This week we’re talking about Peperonata, a delicious snack (just like you are) from Southern Italy. It combines fried bell peppers, capers, and olives; you can serve it as a side dish or as aperitivo with sourdough bread. This dish is very special to the Pasta Bro and me as our Nonna made it every Sunday when we visited. These food memories are so beautiful, and you’ll find more recipes like this and so much more in my debut cookbook, available November 8th. Make sure to pre-order it now so you can get cooking as soon as it’s available!
5 tablespoons olive oil
2 pounds bell peppers, sliced
2 tablespoons capers
1 cup olives (Gaeta or Kalamata), pitted
A scrunch of pepper
A pinch of salt
1 Burrata (optional, for serving) Sliced bread (optional, for serving)

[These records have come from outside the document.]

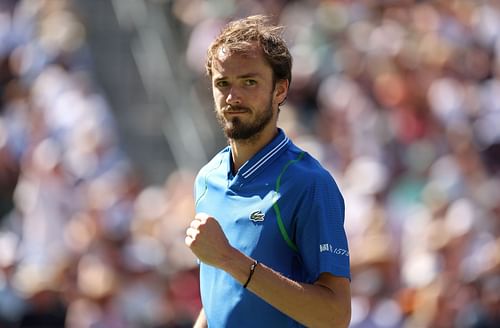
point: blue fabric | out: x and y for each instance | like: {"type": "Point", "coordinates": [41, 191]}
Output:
{"type": "Point", "coordinates": [312, 210]}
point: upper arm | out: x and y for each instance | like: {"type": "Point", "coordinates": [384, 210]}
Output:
{"type": "Point", "coordinates": [340, 288]}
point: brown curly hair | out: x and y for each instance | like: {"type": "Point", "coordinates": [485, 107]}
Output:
{"type": "Point", "coordinates": [238, 36]}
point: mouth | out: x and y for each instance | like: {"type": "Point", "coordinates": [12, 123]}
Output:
{"type": "Point", "coordinates": [235, 110]}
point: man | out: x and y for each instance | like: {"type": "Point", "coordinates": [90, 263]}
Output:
{"type": "Point", "coordinates": [269, 230]}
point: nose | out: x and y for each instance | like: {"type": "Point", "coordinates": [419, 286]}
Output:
{"type": "Point", "coordinates": [233, 97]}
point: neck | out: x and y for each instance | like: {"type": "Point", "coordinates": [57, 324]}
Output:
{"type": "Point", "coordinates": [243, 150]}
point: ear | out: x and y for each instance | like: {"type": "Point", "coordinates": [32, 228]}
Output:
{"type": "Point", "coordinates": [280, 91]}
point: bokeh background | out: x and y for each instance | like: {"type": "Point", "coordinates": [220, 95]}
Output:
{"type": "Point", "coordinates": [106, 115]}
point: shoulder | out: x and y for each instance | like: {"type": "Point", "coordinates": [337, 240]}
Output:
{"type": "Point", "coordinates": [306, 169]}
{"type": "Point", "coordinates": [214, 164]}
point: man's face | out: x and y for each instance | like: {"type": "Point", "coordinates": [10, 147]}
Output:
{"type": "Point", "coordinates": [246, 101]}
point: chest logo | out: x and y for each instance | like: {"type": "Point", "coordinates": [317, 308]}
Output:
{"type": "Point", "coordinates": [257, 216]}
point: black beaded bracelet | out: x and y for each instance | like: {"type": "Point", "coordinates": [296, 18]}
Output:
{"type": "Point", "coordinates": [252, 270]}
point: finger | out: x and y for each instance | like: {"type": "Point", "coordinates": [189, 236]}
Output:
{"type": "Point", "coordinates": [191, 232]}
{"type": "Point", "coordinates": [202, 217]}
{"type": "Point", "coordinates": [195, 224]}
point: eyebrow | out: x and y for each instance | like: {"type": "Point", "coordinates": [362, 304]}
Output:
{"type": "Point", "coordinates": [244, 76]}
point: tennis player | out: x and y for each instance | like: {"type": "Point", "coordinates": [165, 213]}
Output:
{"type": "Point", "coordinates": [269, 229]}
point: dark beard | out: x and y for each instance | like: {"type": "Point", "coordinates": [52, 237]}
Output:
{"type": "Point", "coordinates": [235, 129]}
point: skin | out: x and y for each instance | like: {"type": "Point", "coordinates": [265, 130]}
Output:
{"type": "Point", "coordinates": [243, 92]}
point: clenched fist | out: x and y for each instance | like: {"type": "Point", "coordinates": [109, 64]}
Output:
{"type": "Point", "coordinates": [207, 241]}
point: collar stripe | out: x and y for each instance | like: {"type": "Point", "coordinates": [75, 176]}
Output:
{"type": "Point", "coordinates": [264, 159]}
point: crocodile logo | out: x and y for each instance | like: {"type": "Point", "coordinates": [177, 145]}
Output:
{"type": "Point", "coordinates": [257, 216]}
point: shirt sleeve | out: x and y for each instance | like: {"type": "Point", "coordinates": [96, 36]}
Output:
{"type": "Point", "coordinates": [320, 233]}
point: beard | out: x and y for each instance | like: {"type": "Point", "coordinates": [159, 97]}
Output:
{"type": "Point", "coordinates": [236, 129]}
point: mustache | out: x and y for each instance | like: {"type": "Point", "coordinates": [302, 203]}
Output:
{"type": "Point", "coordinates": [233, 108]}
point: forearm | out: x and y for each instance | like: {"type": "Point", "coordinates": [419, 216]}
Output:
{"type": "Point", "coordinates": [311, 305]}
{"type": "Point", "coordinates": [201, 321]}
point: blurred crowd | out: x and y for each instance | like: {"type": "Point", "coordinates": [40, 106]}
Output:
{"type": "Point", "coordinates": [82, 242]}
{"type": "Point", "coordinates": [399, 99]}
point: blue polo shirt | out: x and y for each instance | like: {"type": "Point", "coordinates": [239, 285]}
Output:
{"type": "Point", "coordinates": [282, 208]}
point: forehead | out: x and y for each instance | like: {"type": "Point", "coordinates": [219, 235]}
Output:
{"type": "Point", "coordinates": [251, 59]}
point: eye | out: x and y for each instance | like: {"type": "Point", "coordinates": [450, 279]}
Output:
{"type": "Point", "coordinates": [250, 82]}
{"type": "Point", "coordinates": [221, 84]}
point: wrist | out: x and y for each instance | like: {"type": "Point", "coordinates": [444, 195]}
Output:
{"type": "Point", "coordinates": [238, 265]}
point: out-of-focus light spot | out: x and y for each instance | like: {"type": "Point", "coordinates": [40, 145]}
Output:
{"type": "Point", "coordinates": [333, 16]}
{"type": "Point", "coordinates": [434, 51]}
{"type": "Point", "coordinates": [387, 313]}
{"type": "Point", "coordinates": [8, 248]}
{"type": "Point", "coordinates": [360, 309]}
{"type": "Point", "coordinates": [486, 130]}
{"type": "Point", "coordinates": [79, 232]}
{"type": "Point", "coordinates": [387, 39]}
{"type": "Point", "coordinates": [47, 155]}
{"type": "Point", "coordinates": [420, 269]}
{"type": "Point", "coordinates": [359, 34]}
{"type": "Point", "coordinates": [425, 18]}
{"type": "Point", "coordinates": [366, 175]}
{"type": "Point", "coordinates": [446, 98]}
{"type": "Point", "coordinates": [150, 203]}
{"type": "Point", "coordinates": [460, 217]}
{"type": "Point", "coordinates": [95, 278]}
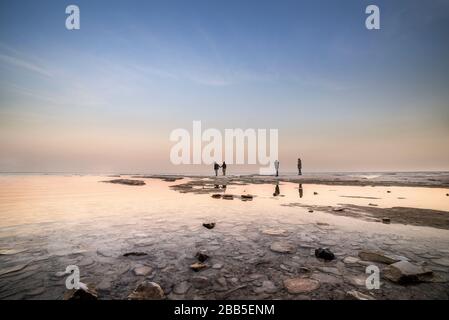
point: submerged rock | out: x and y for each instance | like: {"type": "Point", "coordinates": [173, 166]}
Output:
{"type": "Point", "coordinates": [198, 266]}
{"type": "Point", "coordinates": [147, 291]}
{"type": "Point", "coordinates": [324, 253]}
{"type": "Point", "coordinates": [381, 257]}
{"type": "Point", "coordinates": [405, 272]}
{"type": "Point", "coordinates": [83, 293]}
{"type": "Point", "coordinates": [301, 285]}
{"type": "Point", "coordinates": [283, 247]}
{"type": "Point", "coordinates": [209, 225]}
{"type": "Point", "coordinates": [127, 182]}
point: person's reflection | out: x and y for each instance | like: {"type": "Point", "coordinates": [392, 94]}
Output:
{"type": "Point", "coordinates": [277, 191]}
{"type": "Point", "coordinates": [300, 191]}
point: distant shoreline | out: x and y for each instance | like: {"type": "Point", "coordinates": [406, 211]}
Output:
{"type": "Point", "coordinates": [433, 179]}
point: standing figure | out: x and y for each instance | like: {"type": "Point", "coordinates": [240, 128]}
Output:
{"type": "Point", "coordinates": [277, 191]}
{"type": "Point", "coordinates": [276, 166]}
{"type": "Point", "coordinates": [223, 168]}
{"type": "Point", "coordinates": [300, 191]}
{"type": "Point", "coordinates": [216, 167]}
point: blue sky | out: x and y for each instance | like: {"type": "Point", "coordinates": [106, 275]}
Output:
{"type": "Point", "coordinates": [341, 96]}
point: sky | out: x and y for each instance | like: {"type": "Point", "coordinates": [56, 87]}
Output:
{"type": "Point", "coordinates": [105, 98]}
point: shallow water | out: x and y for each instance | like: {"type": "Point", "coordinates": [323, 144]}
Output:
{"type": "Point", "coordinates": [62, 220]}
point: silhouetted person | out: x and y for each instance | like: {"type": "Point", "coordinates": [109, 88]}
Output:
{"type": "Point", "coordinates": [277, 191]}
{"type": "Point", "coordinates": [276, 166]}
{"type": "Point", "coordinates": [223, 168]}
{"type": "Point", "coordinates": [216, 167]}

A bunch of basil leaves (optional, for serving)
Add olive oil to a medium size pan and set over high heat. Once simmering, toss in bell peppers. When the peppers start to turn golden, add the olives, capers, a scrunch of pepper, and a pinch of salt. Reduce heat and let cook for 15 minutes until very soft.
If desired, serve as crostini by toasting bread in a little olive oil and topping with fried peppers, torn burrata, and fresh basil.